Bob steadfastly refused to follow his party’s position on abortion, explaining on the night of his nomination, “I believe that all human rights are of a piece: Ignore one right and you jeopardize all the others . . . If we are really pro-life. we have to protect human life from conception through death.”

Member of Parliament

Bob loved being an MP, and he approached that work on a pastoral basis as well, generally keeping a promise never to make personal attacks on political opponents.

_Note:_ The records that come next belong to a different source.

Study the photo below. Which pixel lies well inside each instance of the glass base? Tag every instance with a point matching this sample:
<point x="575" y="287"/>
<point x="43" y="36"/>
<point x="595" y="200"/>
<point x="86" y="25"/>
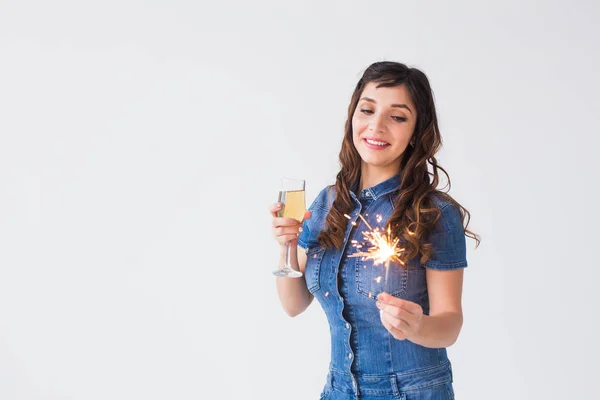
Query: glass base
<point x="288" y="273"/>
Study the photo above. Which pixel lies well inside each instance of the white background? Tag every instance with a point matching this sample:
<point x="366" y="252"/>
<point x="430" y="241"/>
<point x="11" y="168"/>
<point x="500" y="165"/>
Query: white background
<point x="142" y="141"/>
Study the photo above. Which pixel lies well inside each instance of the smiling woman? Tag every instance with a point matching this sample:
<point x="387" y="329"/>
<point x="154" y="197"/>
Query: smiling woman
<point x="389" y="338"/>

By 1984 the Vatican had decided that parliament was no place for a priest, and Bob was ordered not to run again. He agonized over the order, but in the end decided to obey and he did not stand for re-election.

Job-like afflictions

Bob was constantly ill during the last 14 years of life. Even before he left politics in 1984 he was suffering from serious headaches, and he developed a bleeding ulcer. About a year later he suffered a heart attack, and eventually he was diagnosed with a cancerous brain tumour.

Those who knew him well said that his Job-like plague of afflictions often left him near despair, but he was a tenacious man who loved life and refused to give up. In these years he wrote three books, initiated a project called Broadcasting for International Understanding, and hosted a retreat series on television. He always had at least one Project Roberto to keep him (and his friends) going, and he never completely lost his sense of humour.

Profound advice

I was asked in 1996 to seek a political nomination for the NDP in Saskatoon-Humboldt, which contained a good portion of Bob’s old riding. When I went to tell him about it, he was supportive and enthusiastic, so I asked for his best advice.

“Do it,” he said, “but remember two things.” I was primed for profundity.

“When you’re canvassing, never walk on anybody’s grass,” he said. “And if they have a dog, tell them it’s a nice dog, even if you don’t like dogs.”

He came to meetings of the small group working toward the nomination, and although he had virtually to be carried up the front steps, he was one of the most creative people in the room.

Testimonial

His health continued to decline, and when we had a testimonial dinner for him in May 1997, just a few days before the federal election in that year, he could not rise from his wheelchair.

Now, less than a year later he is gone, but not forgotten.

Post script — Mary Lou Ogle

Any mention of Bob Ogle’s good work must also contain reference to his sister Mary Lou. A nurse by profession, she moved home to Saskatchewan from Alberta to work with her brother when he was elected to the House of Commons in 1979. She served as his office manager in Saskatoon and later as his administrative assistant in his Parliament Hill office in Ottawa. After he was forced to resign, she continued to work with him on a variety of books and television projects. She was also a dedicated community volunteer in Saskatoon. Mary Lou died in June 2006.